A Matryoshka doll or a Russian nested doll (often incorrectly referred to as a Babushka doll - babushka means "grandmother" in Russian), is a set of dolls of decreasing sizes placed one inside the other. "Matryoshka" is a derivative of the Russian female first name "Matryona", which was a very popular name among peasants in old Russia. The name "Matryona" in turn is related to the Latin root "mater" and means "mother", so the name is closely connected with motherhood and in turn the doll has come to symbolize fertility.

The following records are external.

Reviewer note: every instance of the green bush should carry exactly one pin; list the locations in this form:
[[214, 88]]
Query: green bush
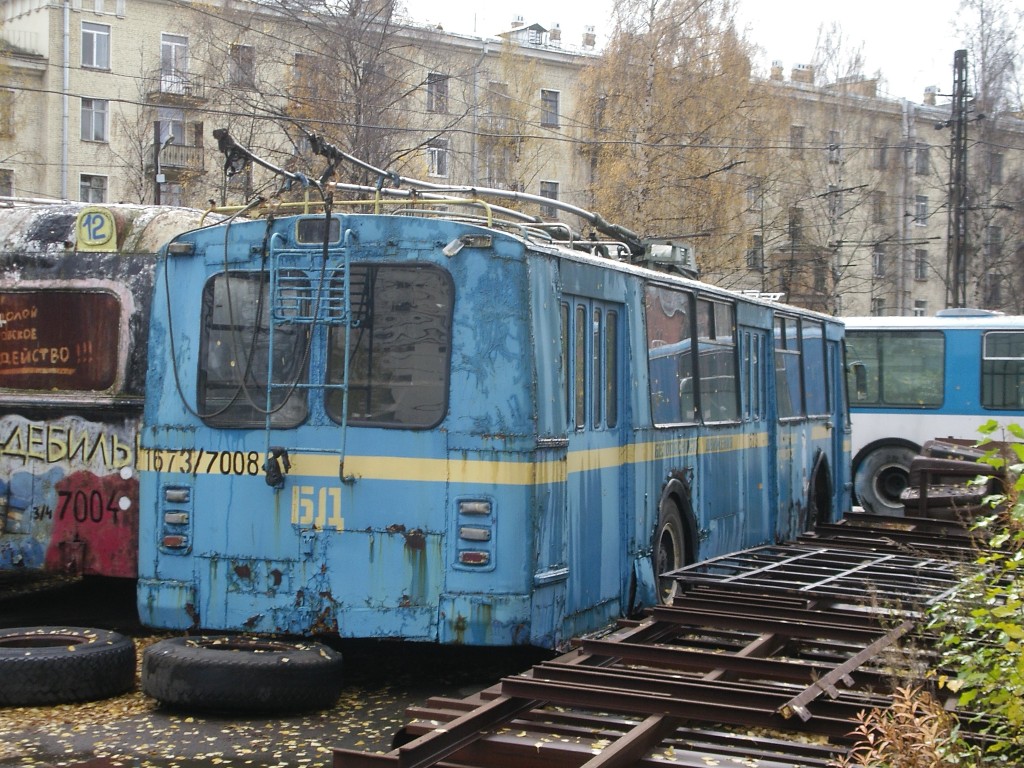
[[981, 624]]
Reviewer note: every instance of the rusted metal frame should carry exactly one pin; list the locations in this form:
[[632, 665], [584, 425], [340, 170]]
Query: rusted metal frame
[[705, 741], [853, 591], [635, 744], [692, 701], [431, 749], [894, 539], [737, 562], [701, 662], [826, 684], [817, 629], [523, 749], [751, 695], [769, 609]]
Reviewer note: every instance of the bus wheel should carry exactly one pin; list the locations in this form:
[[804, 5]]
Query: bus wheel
[[882, 476], [670, 549], [232, 674], [58, 665]]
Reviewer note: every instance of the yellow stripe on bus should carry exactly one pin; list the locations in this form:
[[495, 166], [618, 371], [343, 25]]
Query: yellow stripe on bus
[[202, 462]]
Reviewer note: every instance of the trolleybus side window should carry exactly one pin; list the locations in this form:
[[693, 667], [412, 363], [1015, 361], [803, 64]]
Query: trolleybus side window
[[717, 360], [670, 350], [818, 385], [590, 346], [580, 369], [235, 355], [902, 369], [399, 346], [1003, 370], [611, 368], [41, 349], [788, 388]]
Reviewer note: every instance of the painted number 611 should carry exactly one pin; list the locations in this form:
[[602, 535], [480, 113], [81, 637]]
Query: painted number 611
[[316, 507]]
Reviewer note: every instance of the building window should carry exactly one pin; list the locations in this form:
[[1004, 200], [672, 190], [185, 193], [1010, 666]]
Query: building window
[[921, 210], [93, 120], [881, 153], [242, 66], [173, 64], [549, 189], [755, 197], [796, 224], [820, 275], [835, 151], [95, 45], [879, 207], [923, 161], [93, 188], [879, 261], [797, 139], [995, 168], [436, 92], [6, 113], [437, 157], [549, 109], [993, 244], [920, 263], [835, 198], [756, 253]]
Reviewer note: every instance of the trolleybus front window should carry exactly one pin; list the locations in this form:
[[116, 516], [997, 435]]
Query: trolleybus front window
[[235, 355], [399, 345]]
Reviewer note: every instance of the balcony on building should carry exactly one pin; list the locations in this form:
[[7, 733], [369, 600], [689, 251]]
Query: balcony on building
[[176, 88]]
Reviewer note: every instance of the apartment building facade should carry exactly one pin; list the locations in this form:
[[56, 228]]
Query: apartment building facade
[[846, 201]]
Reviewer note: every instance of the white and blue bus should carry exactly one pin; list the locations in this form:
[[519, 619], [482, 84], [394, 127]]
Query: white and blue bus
[[429, 425], [915, 379]]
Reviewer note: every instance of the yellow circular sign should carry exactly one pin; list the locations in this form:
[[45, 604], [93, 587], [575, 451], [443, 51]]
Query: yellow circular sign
[[96, 229]]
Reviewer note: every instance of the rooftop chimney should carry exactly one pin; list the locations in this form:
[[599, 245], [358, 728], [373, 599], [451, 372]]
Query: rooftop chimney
[[802, 74], [589, 38]]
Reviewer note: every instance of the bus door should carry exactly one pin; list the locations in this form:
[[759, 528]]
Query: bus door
[[758, 475], [597, 556]]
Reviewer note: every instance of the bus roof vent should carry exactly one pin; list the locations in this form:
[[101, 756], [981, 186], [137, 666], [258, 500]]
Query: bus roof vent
[[967, 311], [672, 255]]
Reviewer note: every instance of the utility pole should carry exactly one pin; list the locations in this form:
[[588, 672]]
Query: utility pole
[[956, 231]]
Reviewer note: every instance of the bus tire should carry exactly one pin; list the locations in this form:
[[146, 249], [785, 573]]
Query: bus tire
[[881, 477], [59, 665], [670, 548], [242, 674]]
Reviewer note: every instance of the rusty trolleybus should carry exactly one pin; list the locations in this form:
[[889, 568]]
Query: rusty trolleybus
[[463, 427], [75, 287]]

The first appearance of Matryoshka is dated from 1890, and are said to have been inspired by souvenir dolls from Japan. However, the concept of nested objects was familiar in Russia, having been applied to carved wooden apples and Easter eggs; the first Fabergé egg, in 1885, had a nesting of egg, yolk, hen, and chick.
The story goes that Sergeiy Maliutin, a painter from a folk crafts workshop in the Abramtsevo estate of a famous Russian industrialist and patron of arts Savva Mamontov, saw a set of Japanese wooden dolls representing Shichi-fuku-jin, the Seven Gods of Fortune. The largest doll was that of Fukurokuju a happy, bald god with an unusually long chin and within it nested the six remaining deities. Inspired, Maliutin drew a sketch of a Russian version of the toy. It was carved by Vasiliy Zvezdochkin and painted by Sergei Maliutin at the Childrens Education Workshop-Salon in Abramtsevo. It consisted of eight dolls; the outermost was a girl holding a rooster, six inner dolls were girls, the fifth doll was a boy, the innermost a baby.

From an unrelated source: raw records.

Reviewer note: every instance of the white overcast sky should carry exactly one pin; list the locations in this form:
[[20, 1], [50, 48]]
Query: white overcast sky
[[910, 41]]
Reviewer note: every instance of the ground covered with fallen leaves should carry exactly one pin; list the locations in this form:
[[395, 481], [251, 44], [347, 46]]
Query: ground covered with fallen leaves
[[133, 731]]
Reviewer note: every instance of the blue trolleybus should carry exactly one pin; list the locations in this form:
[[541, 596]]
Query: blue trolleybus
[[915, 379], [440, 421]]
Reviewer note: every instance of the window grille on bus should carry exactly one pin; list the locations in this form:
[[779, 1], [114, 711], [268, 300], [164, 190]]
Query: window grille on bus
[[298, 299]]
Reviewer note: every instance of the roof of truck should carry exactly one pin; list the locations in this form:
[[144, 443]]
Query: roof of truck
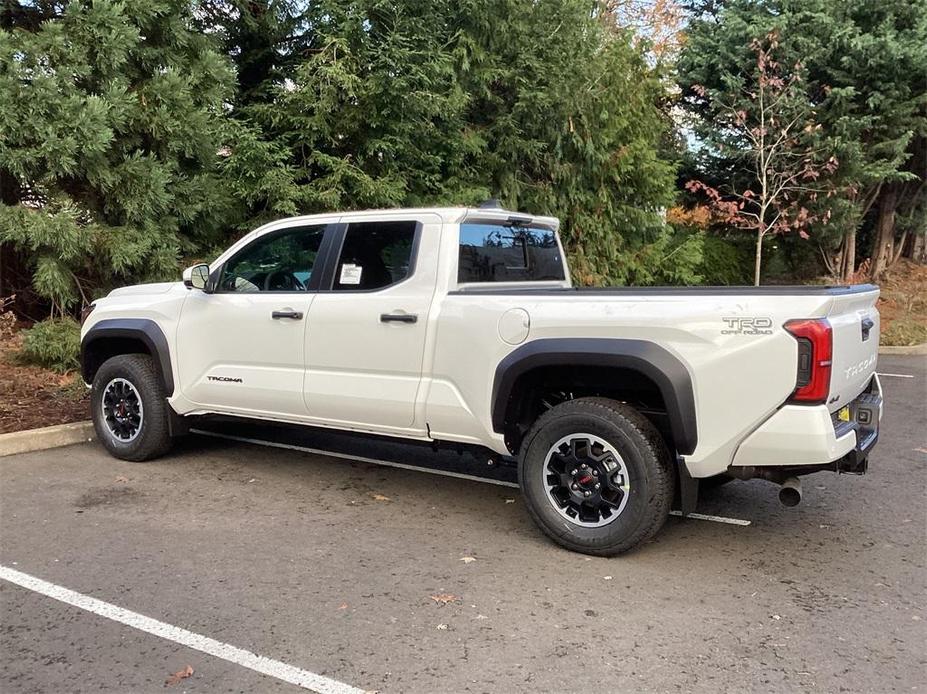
[[448, 215]]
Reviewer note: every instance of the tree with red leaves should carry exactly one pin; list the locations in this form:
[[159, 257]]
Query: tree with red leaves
[[765, 124]]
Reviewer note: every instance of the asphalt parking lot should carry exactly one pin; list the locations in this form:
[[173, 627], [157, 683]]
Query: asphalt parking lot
[[399, 581]]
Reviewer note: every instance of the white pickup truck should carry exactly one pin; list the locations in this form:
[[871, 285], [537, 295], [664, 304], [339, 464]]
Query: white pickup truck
[[460, 326]]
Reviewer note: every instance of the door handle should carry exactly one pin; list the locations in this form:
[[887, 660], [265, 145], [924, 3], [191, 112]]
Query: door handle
[[398, 318]]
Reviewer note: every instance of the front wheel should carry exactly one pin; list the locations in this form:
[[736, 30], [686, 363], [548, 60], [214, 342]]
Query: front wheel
[[130, 412], [597, 476]]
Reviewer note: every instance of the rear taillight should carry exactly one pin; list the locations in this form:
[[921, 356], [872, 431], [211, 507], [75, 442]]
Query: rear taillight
[[815, 351]]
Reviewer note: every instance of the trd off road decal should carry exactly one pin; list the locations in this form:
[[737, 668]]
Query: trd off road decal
[[747, 326]]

In 1900, M.A. Mamontova, the wife of Savva Mamontov, presented the dolls at the World Exhibition in Paris and the toy earned a bronze medal. Soon, many other places in Russia started making matryoshkas.
During Perestroika, the leaders of the Soviet Union became a common theme depicted on matryoshka. Starting with the largest, Mikhail Gorbachev, then Leonid Brezhnev , then Nikita Khrushchev, Josef Stalin and finally the smallest, Vladimir Lenin. The newer versions start with Dmitry Medvedev and then follow with Vladimir Putin, Boris Yeltsin, Mikhail Gorbachev, Joseph Stalin and then Vladimir Lenin.
Modern artists create many new styles of nesting dolls. Common themes include animal collections, portraits and caricatures of famous politicians, musicians and popular movie stars. Matryoshka dolls that feature communist leaders of Russia became very popular among Russian people in the early 1990s, after the collapse of the Soviet Union. Today, some Russian artists specialize in painting themed matryoshka dolls that feature specific categories of subjects, people or nature.
Areas with notable matryoshka styles include towns of Sergiyev Posad, Semyonovo , Polkholvsky Maidan, and Kirov.